Summarise the flights dataset to count the number of flights by day of the year. This dataset should have 365 rows.
Now, summarise the number of delays at departure by month. Hint: Before grouping create a delay variable using a logical statement (delayed if dep_delay>0). Also, consider the possibility of missing values.
Using the datasets atheltes and countries perform a anti_join but now reverse the order. That is x=countries, y=athletes. Explain your results.
NOTE: The Pipe concept
# Let's say that we want to group our data by day, select the delay variables and obtain the average delays at arrival and departure by day, AND keep the days with mean times higher than 30 min....UFFFF. This is how it would look
daily <- group_by(flights, year, month, day)

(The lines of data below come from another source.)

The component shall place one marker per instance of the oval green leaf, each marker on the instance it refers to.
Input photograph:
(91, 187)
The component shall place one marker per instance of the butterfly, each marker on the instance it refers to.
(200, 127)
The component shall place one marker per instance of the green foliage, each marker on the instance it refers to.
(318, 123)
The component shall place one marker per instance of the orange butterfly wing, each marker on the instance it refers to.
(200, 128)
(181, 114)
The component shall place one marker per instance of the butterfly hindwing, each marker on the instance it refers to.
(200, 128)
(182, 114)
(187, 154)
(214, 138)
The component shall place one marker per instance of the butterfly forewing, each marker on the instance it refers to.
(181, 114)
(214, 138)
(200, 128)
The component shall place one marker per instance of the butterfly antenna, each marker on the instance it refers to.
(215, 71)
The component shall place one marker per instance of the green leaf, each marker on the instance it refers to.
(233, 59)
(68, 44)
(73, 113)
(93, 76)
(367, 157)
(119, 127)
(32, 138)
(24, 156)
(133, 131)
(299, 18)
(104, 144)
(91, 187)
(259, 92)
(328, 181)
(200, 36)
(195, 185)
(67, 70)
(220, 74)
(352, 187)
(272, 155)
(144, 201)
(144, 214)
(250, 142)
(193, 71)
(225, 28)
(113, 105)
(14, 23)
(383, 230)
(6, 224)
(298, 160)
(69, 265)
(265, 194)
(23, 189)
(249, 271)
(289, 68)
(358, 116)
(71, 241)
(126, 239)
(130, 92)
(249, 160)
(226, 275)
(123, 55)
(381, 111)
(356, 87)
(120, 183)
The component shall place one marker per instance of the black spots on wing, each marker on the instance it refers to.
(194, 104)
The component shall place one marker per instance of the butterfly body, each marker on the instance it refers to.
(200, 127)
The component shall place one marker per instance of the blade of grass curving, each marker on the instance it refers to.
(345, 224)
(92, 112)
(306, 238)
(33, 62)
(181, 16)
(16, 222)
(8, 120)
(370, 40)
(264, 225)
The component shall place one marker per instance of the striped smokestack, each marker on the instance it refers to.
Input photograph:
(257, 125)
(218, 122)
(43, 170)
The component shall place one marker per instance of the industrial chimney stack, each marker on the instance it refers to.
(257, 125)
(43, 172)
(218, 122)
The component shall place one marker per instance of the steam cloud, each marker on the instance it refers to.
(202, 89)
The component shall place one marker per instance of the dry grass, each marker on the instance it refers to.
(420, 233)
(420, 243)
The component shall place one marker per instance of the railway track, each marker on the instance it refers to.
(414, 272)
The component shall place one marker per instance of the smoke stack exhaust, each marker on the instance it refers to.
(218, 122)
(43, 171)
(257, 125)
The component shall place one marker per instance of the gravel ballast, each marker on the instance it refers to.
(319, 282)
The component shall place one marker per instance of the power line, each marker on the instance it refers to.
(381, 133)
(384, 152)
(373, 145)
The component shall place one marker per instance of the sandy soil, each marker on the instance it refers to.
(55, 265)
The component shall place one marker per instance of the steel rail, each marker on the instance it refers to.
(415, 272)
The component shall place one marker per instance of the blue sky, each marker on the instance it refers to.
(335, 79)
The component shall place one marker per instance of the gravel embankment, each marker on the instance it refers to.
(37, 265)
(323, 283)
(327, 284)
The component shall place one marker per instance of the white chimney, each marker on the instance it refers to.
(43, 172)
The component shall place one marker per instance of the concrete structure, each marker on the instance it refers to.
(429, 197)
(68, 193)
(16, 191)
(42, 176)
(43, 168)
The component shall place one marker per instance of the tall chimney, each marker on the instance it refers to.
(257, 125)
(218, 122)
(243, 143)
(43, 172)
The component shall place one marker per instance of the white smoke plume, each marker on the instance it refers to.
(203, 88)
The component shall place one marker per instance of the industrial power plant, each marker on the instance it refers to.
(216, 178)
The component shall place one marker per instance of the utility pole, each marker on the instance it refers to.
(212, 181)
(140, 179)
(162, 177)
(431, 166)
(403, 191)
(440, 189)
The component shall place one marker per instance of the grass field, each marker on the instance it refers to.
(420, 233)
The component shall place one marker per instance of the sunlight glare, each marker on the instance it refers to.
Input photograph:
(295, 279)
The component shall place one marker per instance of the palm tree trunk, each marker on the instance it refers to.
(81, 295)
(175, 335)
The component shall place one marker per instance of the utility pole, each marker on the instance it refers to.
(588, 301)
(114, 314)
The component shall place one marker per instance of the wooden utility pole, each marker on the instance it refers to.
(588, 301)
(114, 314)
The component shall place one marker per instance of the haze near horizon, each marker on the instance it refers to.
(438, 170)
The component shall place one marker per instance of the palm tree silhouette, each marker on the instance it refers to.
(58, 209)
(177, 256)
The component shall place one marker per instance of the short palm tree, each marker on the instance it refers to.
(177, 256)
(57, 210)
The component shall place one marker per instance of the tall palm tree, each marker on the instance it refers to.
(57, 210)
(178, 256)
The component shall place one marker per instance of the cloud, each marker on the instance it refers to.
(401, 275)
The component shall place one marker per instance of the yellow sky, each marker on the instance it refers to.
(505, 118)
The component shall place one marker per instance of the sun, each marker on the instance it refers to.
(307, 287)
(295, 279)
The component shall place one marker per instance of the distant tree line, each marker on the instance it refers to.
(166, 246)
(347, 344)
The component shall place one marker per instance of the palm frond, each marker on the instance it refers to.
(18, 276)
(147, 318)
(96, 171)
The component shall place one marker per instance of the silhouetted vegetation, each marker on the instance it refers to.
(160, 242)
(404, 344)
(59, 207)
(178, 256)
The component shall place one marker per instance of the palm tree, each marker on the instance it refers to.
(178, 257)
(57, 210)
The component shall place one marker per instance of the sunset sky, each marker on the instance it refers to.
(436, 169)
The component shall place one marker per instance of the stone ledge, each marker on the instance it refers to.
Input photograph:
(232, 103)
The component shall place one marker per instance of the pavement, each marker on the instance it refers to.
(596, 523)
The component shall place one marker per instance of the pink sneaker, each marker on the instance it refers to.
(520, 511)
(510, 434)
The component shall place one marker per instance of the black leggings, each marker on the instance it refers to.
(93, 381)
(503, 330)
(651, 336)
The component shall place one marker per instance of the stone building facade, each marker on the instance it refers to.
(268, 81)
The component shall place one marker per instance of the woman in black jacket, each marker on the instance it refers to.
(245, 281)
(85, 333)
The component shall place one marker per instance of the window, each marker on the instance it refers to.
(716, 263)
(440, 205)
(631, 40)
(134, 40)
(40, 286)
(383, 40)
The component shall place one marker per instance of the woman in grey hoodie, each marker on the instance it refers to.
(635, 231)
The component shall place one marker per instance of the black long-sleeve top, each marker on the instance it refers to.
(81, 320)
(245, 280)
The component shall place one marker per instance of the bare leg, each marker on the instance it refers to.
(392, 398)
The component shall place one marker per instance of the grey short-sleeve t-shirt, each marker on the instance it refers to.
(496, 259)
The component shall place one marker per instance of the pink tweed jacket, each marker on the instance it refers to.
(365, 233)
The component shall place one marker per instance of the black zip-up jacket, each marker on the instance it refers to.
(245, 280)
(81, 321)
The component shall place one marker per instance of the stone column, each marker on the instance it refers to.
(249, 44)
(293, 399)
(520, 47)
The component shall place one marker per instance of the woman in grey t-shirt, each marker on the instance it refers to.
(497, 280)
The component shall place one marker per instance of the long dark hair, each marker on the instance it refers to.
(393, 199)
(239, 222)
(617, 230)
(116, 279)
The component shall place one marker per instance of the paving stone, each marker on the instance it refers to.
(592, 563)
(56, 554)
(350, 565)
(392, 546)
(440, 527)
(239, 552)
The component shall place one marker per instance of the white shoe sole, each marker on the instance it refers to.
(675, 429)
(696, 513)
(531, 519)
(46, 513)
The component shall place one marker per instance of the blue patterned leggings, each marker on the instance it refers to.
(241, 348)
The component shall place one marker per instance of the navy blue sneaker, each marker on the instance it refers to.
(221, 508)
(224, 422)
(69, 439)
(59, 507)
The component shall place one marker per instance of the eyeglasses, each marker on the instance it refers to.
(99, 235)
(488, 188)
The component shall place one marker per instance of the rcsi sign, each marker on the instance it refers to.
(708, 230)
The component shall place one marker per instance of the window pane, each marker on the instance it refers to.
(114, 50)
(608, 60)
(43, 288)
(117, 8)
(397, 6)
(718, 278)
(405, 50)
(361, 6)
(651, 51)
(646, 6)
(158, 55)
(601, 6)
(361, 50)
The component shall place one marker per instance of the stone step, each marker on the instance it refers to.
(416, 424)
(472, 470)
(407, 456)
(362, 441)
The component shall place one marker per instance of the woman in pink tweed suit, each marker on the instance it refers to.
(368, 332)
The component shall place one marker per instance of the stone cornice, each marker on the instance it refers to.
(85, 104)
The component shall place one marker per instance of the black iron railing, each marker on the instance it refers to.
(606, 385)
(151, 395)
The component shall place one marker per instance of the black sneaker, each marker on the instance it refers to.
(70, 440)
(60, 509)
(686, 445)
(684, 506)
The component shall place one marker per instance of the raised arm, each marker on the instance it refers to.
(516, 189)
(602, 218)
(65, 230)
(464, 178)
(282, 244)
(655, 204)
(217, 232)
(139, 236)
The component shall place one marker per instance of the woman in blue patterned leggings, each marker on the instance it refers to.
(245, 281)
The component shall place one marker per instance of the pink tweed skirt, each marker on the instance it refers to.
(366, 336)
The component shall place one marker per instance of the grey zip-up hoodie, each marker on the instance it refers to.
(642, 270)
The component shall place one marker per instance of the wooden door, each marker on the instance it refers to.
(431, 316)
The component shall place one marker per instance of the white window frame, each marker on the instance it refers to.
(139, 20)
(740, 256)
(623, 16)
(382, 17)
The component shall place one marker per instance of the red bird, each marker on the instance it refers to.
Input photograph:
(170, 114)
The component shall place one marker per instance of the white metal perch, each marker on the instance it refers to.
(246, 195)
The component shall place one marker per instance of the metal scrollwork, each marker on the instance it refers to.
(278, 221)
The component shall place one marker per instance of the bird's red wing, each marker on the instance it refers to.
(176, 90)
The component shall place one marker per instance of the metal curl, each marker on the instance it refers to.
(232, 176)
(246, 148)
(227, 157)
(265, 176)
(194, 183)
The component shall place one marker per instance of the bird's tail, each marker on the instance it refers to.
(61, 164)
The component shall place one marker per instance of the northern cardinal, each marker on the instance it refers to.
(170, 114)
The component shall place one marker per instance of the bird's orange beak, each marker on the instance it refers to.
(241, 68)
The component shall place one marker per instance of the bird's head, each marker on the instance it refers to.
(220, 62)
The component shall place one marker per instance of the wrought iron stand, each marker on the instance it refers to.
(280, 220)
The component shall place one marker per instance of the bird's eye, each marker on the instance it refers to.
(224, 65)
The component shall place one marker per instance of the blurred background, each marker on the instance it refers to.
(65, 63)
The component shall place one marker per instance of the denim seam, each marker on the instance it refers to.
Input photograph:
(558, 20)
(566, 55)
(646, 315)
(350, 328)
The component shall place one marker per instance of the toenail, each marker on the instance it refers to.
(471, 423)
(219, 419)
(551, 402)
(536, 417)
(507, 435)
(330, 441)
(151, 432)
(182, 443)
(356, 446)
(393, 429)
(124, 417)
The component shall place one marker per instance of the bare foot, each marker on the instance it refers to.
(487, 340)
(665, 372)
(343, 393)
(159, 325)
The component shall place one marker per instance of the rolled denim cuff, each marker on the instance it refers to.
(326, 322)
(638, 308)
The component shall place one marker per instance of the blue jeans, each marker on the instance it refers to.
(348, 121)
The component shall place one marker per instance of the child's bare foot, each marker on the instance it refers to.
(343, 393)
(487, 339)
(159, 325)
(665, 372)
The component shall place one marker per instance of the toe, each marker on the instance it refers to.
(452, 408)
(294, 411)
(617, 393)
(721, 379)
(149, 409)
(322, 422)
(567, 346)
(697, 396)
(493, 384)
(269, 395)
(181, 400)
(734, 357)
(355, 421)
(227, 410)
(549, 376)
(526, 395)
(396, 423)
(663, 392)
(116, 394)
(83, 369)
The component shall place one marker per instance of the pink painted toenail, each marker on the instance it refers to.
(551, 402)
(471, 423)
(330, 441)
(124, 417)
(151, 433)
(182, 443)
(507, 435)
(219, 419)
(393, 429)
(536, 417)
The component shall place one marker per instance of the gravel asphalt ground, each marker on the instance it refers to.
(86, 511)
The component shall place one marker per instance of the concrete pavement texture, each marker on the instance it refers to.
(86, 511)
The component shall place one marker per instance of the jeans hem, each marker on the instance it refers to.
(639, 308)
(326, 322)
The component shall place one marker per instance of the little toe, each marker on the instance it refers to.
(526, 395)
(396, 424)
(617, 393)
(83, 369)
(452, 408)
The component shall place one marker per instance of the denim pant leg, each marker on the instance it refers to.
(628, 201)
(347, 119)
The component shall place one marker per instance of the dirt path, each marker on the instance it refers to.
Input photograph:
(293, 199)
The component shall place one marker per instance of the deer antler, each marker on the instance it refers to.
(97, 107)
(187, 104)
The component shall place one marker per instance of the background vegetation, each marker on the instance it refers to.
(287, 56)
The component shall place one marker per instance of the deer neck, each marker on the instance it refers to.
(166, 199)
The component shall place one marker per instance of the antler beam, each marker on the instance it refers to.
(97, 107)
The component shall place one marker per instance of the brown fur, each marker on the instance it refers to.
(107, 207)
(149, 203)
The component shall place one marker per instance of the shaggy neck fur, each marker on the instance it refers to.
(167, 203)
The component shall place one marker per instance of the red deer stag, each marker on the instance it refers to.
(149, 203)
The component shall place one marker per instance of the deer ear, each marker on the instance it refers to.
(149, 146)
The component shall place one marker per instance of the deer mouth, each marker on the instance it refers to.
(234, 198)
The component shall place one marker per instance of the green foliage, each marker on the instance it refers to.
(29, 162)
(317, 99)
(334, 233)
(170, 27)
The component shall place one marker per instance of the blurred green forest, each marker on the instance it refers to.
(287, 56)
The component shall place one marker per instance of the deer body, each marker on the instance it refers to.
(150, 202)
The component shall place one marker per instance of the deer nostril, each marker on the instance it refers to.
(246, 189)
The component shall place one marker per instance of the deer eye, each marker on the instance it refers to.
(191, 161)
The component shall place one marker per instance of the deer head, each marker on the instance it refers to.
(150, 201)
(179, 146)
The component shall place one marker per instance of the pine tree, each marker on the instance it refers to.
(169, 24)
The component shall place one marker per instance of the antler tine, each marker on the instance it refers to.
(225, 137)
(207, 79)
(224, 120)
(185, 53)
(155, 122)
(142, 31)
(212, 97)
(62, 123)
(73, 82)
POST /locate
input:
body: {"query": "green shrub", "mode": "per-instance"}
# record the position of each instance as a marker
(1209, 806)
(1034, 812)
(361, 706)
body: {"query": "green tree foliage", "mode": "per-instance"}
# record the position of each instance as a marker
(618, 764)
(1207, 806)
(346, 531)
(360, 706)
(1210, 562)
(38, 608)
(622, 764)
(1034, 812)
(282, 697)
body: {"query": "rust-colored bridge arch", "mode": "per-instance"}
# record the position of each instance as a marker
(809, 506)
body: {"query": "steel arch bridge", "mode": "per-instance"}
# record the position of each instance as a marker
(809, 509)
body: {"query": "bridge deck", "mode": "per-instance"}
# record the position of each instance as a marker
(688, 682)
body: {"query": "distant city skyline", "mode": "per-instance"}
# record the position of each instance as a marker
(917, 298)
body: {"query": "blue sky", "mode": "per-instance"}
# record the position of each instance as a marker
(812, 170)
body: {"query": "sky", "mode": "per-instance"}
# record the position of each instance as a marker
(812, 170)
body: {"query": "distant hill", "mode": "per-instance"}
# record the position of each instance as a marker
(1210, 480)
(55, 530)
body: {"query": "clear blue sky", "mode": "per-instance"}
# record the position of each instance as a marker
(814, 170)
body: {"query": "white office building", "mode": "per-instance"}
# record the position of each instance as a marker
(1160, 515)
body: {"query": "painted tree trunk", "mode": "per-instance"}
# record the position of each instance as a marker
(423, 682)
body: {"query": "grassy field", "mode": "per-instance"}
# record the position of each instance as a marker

daily <- select(daily, arr_delay, dep_delay)
## Adding missing grouping variables: `year`, `month`, `day`
daily_mean <- summarise(daily,
arr = mean(arr_delay, na.rm = TRUE),
dep = mean(dep_delay, na.rm = TRUE))
filter(daily_mean, arr>30 | dep>30)
# Lets peform this with pipes
flights %>%
group_by(year, month, day) %>%
select(arr_delay, dep_delay) %>%
summarise(
arr = mean(arr_delay, na.rm = TRUE),
dep = mean(dep_delay, na.rm = TRUE)
) %>%
filter(arr > 30 | dep > 30)
## Adding missing grouping variables: `year`, `month`, `day`
## Cleaner, elegant, understandable!!!!